Some people glance at the fact and quickly turn aside and go back to pretending it isn't there. This is an old story and everyone knows how this one goes.

But, in my not nearly humble enough opinion, hope and not despair arises from looking through--not around--the twistedness of this world to the New Creation (a term I like better than "kingdom of God).

"Be ye perfect" we are told. We are not commanded to do what is impossible, on the contrary, the burden is light. The perfection commanded is not that we have the power to end war, oppression, disease, etc. it is simply the perfection of having a right ordered heart.

Ubi caritas et amor, Deus ibi est...and I hasten to add that is the gate to the New Creation/kingdom of heaven.

What prevents so many people from having faith in the reality of the New creation? Many reasons to be sure, but today one is the misguided impression that we just "know" that nothing exists except matter and the void and that Spirit is at best a metaphor for our good intentions. This leads many a modern person to reject the authenticity of their own experience of the Spirit and this is a pathway to despair.

Elizabeth Bathurst said...

First, I said that despair is a universal condition, which isn't especially provocative in my far more humble opinion.

What I meant was that virtually everyone could at one point find themselves in dispair and many people find themselves there with some regularity. I didn't intend to imply that everyone has some sort of baseline of dispair.

I definitely agree that one has to move through the ugliness (which I prefer to "twisted" or "fallen") in order to experience the New Creation. All I'm saying is that the ugliness can be overwhelming and it helps to have someone at your side who's not ranting on and on about an unimaginable destination and telling you to suck it up and get there already.

Sixth and Lastly, Happy Birthday, old man. Welcome to the Blogosphere.

Anonymous said...

I'm sure I'd set myself up for the charge of pedantry if I took up the challenge of discussing the difference between "a" universal condition and "the" universal condition. So I won't. Instead I will focus my trivial pedantic mind on the word "despair."

"Despair" implies far more than a recognition of a deep ugliness in the world. It even goes farther than recognizing that one can't even fix it. Despair goes beyond that into a feeling that there is nothing positive to be done. Despair is the absence of hope. And it is indeed a dark condition that afflicts many people from time to time and some carry it like a cross for months, years and decades.

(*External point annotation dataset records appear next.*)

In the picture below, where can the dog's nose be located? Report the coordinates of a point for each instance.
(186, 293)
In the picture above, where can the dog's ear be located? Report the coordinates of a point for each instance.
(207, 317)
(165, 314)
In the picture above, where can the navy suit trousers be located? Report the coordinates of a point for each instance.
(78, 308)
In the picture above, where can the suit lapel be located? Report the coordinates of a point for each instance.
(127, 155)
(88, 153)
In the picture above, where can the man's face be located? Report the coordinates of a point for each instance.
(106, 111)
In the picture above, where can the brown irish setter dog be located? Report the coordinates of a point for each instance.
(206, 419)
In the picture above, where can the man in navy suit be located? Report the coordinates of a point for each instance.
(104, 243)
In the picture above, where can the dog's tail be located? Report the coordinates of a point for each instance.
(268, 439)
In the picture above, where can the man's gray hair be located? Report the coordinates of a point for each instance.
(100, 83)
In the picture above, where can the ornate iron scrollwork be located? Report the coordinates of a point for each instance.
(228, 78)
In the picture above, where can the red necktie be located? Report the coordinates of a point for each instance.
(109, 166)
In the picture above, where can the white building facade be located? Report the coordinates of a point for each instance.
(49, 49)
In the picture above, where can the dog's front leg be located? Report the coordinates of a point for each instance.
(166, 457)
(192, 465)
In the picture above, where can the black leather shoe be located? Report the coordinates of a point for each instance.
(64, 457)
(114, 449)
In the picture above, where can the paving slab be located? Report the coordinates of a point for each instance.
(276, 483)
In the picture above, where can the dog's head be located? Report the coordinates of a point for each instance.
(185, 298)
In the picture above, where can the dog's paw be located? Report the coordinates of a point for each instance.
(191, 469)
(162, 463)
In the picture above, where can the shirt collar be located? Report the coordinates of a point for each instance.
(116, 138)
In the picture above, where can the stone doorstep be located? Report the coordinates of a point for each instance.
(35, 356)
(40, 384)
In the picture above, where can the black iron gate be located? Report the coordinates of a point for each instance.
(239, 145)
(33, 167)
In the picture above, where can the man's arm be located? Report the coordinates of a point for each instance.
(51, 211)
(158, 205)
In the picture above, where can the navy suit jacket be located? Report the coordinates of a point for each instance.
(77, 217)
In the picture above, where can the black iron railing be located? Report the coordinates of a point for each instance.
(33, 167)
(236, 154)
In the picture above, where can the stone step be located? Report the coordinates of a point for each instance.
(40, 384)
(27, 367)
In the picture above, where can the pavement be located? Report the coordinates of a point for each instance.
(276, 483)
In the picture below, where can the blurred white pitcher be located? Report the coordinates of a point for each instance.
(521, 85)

Hope does indeed require some sense of an unimaginable destination. But "unimaginable" also requires some unpacking. What we can think or imagine is pretty much limited by the extent of our experience to date. Imagining is manipulating the stock of ideas in our head and the stock enlarges with new experiences. So imagining the New Creation is in some sense beyond us since we haven't been there yet.

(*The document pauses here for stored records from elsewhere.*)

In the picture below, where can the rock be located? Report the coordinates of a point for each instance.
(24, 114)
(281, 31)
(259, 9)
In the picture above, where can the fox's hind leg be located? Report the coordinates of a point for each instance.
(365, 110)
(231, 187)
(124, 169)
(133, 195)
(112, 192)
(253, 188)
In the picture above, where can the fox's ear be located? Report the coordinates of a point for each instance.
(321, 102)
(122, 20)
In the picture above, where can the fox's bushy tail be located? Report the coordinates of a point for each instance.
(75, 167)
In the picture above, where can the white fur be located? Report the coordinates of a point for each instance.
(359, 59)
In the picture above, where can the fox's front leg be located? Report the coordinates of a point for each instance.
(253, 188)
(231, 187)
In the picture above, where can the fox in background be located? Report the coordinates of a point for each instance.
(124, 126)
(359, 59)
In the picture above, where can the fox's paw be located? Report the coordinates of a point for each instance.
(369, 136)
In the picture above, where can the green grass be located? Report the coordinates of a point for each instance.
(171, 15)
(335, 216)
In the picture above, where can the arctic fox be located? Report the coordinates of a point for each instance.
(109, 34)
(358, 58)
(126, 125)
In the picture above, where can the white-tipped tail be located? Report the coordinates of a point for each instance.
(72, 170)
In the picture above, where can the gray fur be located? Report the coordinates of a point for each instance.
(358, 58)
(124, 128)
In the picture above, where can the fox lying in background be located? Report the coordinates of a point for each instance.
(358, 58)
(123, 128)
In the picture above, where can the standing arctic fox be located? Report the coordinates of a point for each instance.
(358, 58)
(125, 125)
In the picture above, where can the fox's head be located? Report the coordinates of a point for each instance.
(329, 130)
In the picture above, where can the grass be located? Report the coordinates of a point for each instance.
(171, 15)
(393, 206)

But in a sense we have been there tentatively at least. We have intimations of immortality even if we see now as in a glass darkly. (Perhaps Paul's metaphor would work better for modern readers if we rendered it as "through a darkened glass." Mirrors these days are too good for Paul's metaphor to work as written but we moderns do have the experience of looking through dark glass which obscures our vision.)

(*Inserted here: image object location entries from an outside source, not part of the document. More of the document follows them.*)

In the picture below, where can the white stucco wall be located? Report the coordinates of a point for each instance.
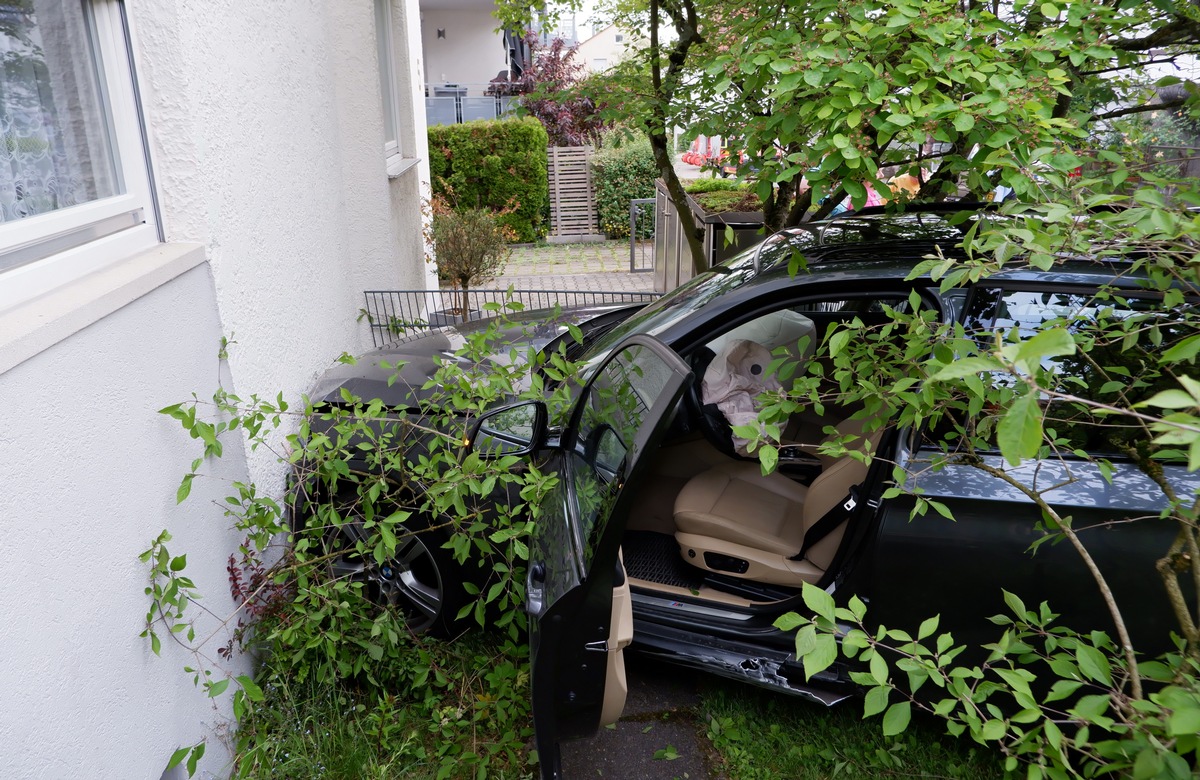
(267, 141)
(603, 49)
(89, 478)
(472, 51)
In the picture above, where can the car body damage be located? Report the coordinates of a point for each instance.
(755, 665)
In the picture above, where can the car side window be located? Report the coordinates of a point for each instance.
(613, 415)
(1122, 336)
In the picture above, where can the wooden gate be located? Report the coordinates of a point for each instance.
(573, 213)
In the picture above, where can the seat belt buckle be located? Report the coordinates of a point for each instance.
(851, 501)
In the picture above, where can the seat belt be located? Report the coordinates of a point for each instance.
(837, 515)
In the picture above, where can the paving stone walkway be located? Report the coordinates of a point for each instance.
(601, 267)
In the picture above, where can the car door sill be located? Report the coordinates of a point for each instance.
(744, 663)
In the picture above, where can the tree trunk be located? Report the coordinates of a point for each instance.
(657, 129)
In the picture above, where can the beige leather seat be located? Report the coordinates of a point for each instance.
(735, 521)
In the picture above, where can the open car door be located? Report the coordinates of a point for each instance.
(577, 628)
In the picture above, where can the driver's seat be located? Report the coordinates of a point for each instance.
(733, 520)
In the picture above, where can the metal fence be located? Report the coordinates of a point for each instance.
(641, 234)
(394, 313)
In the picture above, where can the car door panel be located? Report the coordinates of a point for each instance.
(575, 565)
(930, 565)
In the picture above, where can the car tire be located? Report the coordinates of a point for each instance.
(421, 581)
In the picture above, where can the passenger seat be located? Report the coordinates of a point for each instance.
(736, 521)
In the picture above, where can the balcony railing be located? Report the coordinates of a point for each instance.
(462, 102)
(393, 315)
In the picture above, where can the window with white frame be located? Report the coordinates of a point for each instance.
(388, 87)
(75, 184)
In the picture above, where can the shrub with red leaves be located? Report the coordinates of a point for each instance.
(549, 94)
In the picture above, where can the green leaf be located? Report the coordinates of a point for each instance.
(838, 342)
(897, 719)
(993, 730)
(876, 701)
(185, 487)
(1048, 343)
(965, 367)
(175, 757)
(879, 669)
(1169, 400)
(1019, 433)
(1185, 721)
(823, 654)
(1093, 665)
(820, 601)
(195, 759)
(252, 690)
(1186, 349)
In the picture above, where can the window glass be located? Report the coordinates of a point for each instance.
(75, 181)
(387, 76)
(615, 415)
(1122, 339)
(55, 137)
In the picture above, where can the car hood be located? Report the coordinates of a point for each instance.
(396, 373)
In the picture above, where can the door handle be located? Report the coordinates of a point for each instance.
(535, 598)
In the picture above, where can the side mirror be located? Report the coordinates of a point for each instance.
(515, 430)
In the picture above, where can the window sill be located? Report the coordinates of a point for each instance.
(397, 165)
(35, 327)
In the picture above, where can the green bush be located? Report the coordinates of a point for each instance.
(622, 174)
(499, 166)
(713, 185)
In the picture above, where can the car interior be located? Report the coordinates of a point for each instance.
(709, 526)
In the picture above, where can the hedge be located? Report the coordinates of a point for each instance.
(497, 165)
(619, 175)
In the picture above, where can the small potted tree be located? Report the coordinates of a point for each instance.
(469, 247)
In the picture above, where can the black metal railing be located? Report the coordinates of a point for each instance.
(394, 313)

We experience the New Creation in those moments when we are being perfectly faithful to a leading. Such experiences don't last long--the ego reasserts itself pretty rapidly. But being perfect even for a moment gives a glimpse of the unimaginable perfection of the New Creation.

Being perfect--even for an instant--is easy and a "light yoke." Precisely because it does not require an effort of willpower. It requires the opposite: an abandonment of the self. Paul, type A personality supreme, learned that using his very considerable willpower as a Pharisee to follow every detail of the Jewish Law did not work. He learned that letting go and trusting the Inner Guide to lead was an experience of a different order entirely.

The people who sustain us spiritually are not those who nag us to use our willpower but rather those who confirm our positive experiences of the Spirit.

A message that Louise Wilson delivered years ago has stayed with me. She said something like "Pay attention to the Light, don't be distracted by the shadows."